I recently had the opportunity to chat with talented short story author Heather Ingemar. Heather writes paranormal short fiction that borders on horror in a beautiful style that is reminiscent of 19th-century horror authors. In this interview Heather talks about her inspiration for her stories, writing habits, style, and promotion.
What was your inspiration for your latest ghost story, "A Slip of Wormwood"?
Well actually, it started during a game my husband and I play, where the first person comes up with a sentence, and the other has to come up with a "story" around that sentence. My husband gave me a rather innocuous sentence about Frog skipping happily along, and I started to tell what I thought was an innocent children's story, but quickly spiraled into a tale of dark sibling rivalry and greed. My husband laughingly asked if he wanted to hear more, and I quickly came up with a sentence for him. The characters didn't leave, though. I finally had to write it down, and I did so in about four hours.
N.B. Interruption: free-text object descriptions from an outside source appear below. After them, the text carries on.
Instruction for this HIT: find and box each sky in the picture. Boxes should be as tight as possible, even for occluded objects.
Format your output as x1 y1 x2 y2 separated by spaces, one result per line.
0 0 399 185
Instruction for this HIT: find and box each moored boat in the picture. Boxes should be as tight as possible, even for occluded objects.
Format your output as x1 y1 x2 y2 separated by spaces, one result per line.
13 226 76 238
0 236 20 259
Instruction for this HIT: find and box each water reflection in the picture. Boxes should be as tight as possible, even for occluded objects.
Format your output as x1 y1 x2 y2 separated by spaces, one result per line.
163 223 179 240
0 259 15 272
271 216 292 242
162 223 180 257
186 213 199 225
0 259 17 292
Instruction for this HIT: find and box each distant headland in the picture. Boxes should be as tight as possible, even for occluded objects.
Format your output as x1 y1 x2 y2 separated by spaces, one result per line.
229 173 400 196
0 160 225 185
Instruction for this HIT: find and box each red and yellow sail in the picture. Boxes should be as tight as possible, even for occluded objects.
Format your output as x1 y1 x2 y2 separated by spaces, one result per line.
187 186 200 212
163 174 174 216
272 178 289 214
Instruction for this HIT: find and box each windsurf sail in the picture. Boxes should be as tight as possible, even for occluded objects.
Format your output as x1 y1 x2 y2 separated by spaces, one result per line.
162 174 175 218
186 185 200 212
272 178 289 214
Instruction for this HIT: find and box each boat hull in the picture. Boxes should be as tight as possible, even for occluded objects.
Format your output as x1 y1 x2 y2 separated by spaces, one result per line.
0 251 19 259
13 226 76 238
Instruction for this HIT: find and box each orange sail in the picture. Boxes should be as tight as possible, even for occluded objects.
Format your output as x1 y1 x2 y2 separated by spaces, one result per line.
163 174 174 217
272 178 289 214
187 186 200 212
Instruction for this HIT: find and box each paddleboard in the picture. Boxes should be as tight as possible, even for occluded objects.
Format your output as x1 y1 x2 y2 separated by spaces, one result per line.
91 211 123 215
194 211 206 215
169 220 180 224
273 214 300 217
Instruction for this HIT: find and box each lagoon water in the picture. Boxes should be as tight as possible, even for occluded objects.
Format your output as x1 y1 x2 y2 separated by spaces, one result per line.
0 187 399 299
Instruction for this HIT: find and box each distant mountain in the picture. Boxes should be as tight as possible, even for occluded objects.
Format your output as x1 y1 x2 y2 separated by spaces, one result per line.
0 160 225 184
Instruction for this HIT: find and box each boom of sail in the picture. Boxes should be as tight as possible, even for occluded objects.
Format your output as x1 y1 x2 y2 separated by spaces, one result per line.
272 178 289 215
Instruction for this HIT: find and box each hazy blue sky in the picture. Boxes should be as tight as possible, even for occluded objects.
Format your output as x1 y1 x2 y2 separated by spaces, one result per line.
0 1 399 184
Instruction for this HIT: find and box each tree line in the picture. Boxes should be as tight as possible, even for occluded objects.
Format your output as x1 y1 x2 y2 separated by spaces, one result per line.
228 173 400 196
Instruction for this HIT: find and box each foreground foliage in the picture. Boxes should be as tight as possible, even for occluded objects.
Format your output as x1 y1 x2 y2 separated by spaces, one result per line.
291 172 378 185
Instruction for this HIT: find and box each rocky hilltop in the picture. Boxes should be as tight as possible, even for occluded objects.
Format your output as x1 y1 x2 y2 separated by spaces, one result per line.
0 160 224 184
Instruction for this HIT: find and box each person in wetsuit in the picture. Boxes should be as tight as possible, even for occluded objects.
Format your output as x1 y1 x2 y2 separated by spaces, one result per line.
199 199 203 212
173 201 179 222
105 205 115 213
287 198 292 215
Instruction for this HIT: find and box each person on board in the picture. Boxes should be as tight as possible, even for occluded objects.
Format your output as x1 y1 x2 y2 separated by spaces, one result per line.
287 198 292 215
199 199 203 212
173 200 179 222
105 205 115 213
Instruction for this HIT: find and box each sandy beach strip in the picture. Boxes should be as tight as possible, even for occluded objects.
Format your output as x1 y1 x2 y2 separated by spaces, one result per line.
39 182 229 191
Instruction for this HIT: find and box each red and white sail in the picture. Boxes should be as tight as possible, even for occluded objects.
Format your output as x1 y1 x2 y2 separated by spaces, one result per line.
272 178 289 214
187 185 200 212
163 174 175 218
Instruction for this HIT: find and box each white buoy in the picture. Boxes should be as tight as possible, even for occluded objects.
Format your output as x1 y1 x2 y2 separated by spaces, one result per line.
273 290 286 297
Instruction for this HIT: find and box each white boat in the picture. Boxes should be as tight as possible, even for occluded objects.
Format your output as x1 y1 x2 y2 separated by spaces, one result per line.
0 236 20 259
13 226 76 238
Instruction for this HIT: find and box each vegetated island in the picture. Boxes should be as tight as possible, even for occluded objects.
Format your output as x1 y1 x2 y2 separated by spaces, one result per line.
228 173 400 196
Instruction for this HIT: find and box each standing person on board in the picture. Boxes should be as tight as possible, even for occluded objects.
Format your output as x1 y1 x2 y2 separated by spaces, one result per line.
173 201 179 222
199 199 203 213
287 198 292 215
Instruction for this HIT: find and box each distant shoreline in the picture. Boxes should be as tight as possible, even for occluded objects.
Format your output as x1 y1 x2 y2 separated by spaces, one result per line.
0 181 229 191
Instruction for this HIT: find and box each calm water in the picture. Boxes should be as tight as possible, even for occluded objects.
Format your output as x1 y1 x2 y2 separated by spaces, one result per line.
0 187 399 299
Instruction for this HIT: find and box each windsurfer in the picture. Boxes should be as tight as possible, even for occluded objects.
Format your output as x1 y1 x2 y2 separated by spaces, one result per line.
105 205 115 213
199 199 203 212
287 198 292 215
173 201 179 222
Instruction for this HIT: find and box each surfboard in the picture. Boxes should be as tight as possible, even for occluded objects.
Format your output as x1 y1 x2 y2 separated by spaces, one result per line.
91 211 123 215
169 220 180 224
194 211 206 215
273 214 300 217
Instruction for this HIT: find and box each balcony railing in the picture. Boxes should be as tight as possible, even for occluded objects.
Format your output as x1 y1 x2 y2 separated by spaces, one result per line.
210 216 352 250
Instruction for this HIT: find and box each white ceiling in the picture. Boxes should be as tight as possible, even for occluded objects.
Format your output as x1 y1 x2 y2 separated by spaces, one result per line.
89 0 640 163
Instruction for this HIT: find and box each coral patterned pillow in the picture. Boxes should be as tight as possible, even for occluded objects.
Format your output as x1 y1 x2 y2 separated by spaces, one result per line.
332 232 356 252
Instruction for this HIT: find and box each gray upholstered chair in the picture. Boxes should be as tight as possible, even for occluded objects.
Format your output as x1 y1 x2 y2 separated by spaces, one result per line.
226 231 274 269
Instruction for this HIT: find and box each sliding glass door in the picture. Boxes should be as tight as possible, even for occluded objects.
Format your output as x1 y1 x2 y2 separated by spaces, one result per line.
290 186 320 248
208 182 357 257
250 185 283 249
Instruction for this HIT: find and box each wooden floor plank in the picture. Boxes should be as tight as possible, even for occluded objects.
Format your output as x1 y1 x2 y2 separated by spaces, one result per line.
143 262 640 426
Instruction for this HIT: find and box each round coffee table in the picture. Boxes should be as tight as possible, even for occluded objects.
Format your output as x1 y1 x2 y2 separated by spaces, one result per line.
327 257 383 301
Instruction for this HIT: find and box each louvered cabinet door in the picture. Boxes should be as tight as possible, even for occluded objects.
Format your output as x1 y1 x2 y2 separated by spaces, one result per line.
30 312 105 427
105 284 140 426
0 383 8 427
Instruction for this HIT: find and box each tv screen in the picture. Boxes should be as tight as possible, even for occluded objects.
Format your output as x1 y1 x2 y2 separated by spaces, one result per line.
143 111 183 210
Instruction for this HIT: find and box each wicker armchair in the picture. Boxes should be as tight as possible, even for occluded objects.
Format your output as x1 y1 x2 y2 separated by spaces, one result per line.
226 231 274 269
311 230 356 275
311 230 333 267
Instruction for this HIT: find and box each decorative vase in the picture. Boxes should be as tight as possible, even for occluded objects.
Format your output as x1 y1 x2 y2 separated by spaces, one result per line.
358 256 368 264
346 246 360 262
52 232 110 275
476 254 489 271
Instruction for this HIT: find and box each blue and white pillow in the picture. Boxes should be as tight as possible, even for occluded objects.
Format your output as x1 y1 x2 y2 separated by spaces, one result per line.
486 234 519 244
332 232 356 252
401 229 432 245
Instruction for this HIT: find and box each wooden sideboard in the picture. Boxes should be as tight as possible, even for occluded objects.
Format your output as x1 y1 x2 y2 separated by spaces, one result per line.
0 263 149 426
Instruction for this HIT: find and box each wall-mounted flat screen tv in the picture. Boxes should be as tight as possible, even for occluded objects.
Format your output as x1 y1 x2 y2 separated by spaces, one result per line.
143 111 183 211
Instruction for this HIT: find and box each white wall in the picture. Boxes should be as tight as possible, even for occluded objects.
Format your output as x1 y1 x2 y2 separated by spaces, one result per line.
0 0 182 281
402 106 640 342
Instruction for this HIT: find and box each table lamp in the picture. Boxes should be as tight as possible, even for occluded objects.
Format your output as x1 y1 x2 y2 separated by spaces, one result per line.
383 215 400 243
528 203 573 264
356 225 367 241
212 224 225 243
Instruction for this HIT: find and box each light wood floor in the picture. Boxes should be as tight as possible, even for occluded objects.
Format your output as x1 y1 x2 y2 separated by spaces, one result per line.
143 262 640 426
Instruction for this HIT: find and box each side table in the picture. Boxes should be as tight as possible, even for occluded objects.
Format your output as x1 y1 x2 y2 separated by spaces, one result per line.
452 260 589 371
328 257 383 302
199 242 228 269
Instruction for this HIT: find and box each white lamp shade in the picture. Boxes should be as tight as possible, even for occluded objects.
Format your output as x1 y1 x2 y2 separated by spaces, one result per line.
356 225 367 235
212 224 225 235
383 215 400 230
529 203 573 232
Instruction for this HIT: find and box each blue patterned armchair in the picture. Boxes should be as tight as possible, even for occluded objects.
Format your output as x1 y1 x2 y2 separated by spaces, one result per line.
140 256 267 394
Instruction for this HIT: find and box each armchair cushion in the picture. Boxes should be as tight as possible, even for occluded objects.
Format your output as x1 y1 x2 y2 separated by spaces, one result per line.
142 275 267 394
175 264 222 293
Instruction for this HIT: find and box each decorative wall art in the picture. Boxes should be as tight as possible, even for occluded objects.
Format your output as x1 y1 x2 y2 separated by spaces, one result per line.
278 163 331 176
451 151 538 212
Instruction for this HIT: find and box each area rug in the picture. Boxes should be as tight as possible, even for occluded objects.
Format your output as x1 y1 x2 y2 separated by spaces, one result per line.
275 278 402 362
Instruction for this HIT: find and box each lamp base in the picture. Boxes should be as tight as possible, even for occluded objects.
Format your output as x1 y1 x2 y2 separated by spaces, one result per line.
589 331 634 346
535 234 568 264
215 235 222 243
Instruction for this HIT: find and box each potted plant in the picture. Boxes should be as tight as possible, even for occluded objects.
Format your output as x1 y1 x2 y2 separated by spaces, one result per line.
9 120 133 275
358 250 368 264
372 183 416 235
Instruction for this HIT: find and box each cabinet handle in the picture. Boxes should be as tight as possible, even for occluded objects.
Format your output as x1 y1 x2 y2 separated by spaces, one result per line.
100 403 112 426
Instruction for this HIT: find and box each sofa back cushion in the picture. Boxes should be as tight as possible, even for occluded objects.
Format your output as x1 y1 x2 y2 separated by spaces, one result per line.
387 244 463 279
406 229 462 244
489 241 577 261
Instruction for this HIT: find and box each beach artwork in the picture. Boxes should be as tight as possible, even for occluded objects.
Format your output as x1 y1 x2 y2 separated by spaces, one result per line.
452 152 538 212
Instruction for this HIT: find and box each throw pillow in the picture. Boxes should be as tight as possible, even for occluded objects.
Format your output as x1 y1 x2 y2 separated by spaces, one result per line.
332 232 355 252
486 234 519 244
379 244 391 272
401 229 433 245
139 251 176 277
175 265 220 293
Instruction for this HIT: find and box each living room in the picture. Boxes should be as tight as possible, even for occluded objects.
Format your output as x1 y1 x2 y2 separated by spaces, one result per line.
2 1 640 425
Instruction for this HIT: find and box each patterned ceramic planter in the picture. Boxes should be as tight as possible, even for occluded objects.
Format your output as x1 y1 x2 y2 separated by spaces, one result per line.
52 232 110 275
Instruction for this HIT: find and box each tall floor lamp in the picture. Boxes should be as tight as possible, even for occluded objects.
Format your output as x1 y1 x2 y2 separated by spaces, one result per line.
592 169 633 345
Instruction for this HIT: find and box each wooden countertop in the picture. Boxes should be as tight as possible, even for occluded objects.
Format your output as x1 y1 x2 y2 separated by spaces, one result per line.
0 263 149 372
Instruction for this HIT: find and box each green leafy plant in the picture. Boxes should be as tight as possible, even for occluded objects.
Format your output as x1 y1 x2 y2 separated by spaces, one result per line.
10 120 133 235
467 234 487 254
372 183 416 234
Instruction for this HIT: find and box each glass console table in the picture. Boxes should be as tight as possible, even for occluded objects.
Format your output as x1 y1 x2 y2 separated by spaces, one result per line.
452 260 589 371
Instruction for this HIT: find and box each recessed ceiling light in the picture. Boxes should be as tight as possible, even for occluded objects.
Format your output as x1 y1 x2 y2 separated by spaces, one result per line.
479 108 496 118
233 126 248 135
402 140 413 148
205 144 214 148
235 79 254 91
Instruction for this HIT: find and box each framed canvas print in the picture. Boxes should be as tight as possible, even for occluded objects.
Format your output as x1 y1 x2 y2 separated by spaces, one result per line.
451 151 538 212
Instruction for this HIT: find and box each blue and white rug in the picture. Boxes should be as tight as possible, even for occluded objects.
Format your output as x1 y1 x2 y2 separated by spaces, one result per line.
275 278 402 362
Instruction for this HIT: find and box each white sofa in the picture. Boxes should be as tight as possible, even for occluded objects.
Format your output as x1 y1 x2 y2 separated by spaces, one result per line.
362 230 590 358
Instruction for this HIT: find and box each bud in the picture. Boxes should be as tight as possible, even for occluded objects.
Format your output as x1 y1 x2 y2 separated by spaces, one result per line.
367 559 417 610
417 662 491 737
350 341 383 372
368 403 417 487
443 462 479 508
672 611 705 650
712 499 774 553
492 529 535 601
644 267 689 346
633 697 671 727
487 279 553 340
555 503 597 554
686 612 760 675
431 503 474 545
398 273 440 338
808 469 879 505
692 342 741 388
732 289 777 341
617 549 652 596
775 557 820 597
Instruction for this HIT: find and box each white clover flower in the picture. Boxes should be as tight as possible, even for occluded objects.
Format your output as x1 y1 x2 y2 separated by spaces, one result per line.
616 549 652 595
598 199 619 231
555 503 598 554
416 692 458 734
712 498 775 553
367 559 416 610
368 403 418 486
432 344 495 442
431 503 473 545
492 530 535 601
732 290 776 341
Tell us a bit about your other published stories. What was your inspiration for these stories? Which themes obsess you?
Well, to date I've only got four, two — "What's Really There" and "Memories" with the ezine The Gothic Revue — and two with Echelon Press, "Darkness Cornered" and "A Slip of Wormwood." Given that small sampling of my work, I'd have to say the supernatural, the abnormal was definitely a strong theme and inspiration for all of these works. I've always wondered about the things hiding in shadows, closets, and under beds. What kind of monsters hide in our world, and are they really "monsters" at all? I guess it's natural that would make a strong appearance in my work, since it's a concept that's always fascinated me.
What are your writing habits? Do you work on an outline before starting the actual story?
It really depends on the work. A lot of my short stories just come to me in the cliche "flash of inspiration," and so they generally don't need any outlining. With my longer works, my novellas, I like to keep a rough outline just so I can keep track of where I am in the story. I also do some outlining if I'm having trouble seeing what a character does, or why. But as for doing all that before writing, I'd have to say no. I start writing, and usually by the end of the first scene, I'll know if I need a roadmap or not.